Sir, I believe that with a five-pronged approach, the high heart rates in space can be reduced. This would involve the use of subcutaneous magnesium, far more aggressive hydration and exercise programmes, and a considerable change in the dietary approach. The high heart rate, experienced by Gibbons of 150 beats per minute and by Irwin up to the extraordinary heart rate of 180, during the manned test of an Apollo space craft in a fully pressurized oxygen atmosphere on 27 May 1968 (Spaceflight, December 2003, page 509) are considerably higher than would be expected with such conditions as 'altitude sickness' and suggests that high oxidative stress, may have played a prominent role.

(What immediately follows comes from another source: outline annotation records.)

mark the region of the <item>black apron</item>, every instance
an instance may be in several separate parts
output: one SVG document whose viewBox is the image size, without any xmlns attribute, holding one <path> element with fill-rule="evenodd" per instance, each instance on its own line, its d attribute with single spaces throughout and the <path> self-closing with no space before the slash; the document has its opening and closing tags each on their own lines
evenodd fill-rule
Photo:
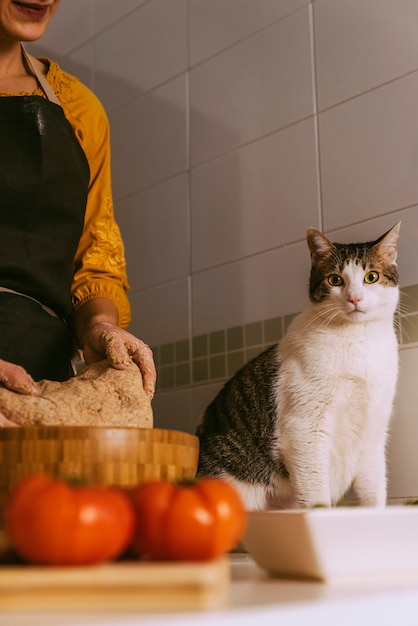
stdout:
<svg viewBox="0 0 418 626">
<path fill-rule="evenodd" d="M 35 380 L 73 373 L 66 318 L 89 175 L 61 106 L 0 97 L 0 359 Z"/>
</svg>

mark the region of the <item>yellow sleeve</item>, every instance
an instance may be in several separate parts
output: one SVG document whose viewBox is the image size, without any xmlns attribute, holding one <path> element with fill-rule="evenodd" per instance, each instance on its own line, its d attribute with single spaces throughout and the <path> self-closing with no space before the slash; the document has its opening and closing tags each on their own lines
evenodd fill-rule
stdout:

The discrepancy between the heart rate of Irwin and on this occasion Scott, occurred again on the actual Apollo 15 mission, in 1971. On the first of three lunar excursions Irwin's heart rate rose to 167, whereas Scott's was much lower, rising to only 130, while again performing similar activities. An improper setting of Irwin's space suit, to correct it for the lunar heat at that particular time of the day, might have been partially responsible for this tachycardia. 
A heat-induced magnesium deficit, with in turn increased release of adrenaline and in turn tachycardia, might have been partially responsible, for the episodes, both in May 1968 and during the Apollo missions. This is because training occurred in 'intense summer heat' in southern United States, conducive to a magnesium deficit. This would be compounded by a reduction in magnesium storage sites complicating even the brief (12 day) Apollo mission. 
Tachycardia is not uncommon, particularly during space walk activities. During an EVA, Wolf and Sellers experienced heart rates "to some 170 beats per minute" . Those heart rates, particularly above 85 percent of one's maximum predicted rate, based on age are dangerous because they predispose to sudden death, complicating a fatal rhythm disturbance. 
Pharmaceuticals, except for symptomatic treatment and emergency use, should not be utilized on space flights. This is due to unpredictable side effects, complicating invariable malabsorption and the potential for hepatic and renal dysfunction, as a result of diffuse impairment of the blood supply of these organs. A strong case can be made however for reducing the potential for such high heart rates, by providing subcutaneous magnesium and a delivery device, to reduce oxidative stress and high adrenaline levels, which probably played a role in the 1968 vacuum chamber test and can occur on space missions. 
Because of invariable dehydration, contributing to the high heart rates, secondary to increased adrenaline levels, water must be taken conscientiously despite space flight-related thirst reduction; this will serve also as an antioxidant. 
There must be a far more aggressive exercise programme i.e. 15 minutes out of every waking hour, which would more than double the existing exercise duration of up to two hours a day. This could ultimately lower the resting and activity-related heart rates with increased stroke volume, but at the same time maintain a similar cardiac output. 
There is the necessity for
an appreciable change in the dietary concept. There is new evidence in support
of the cardiovascular benefit of long-chain omega 3 fatty acids by ingesting
oily fish such as tuna, herring, salmon and mackeral
(Eskimo diet). 
Finally, since adrenaline
levels and in turn heart rates are higher in the morning, between 6 am and
noon, with a significant increased cardiovascular risk,  it would be advantageous
to avoid space walks during that period.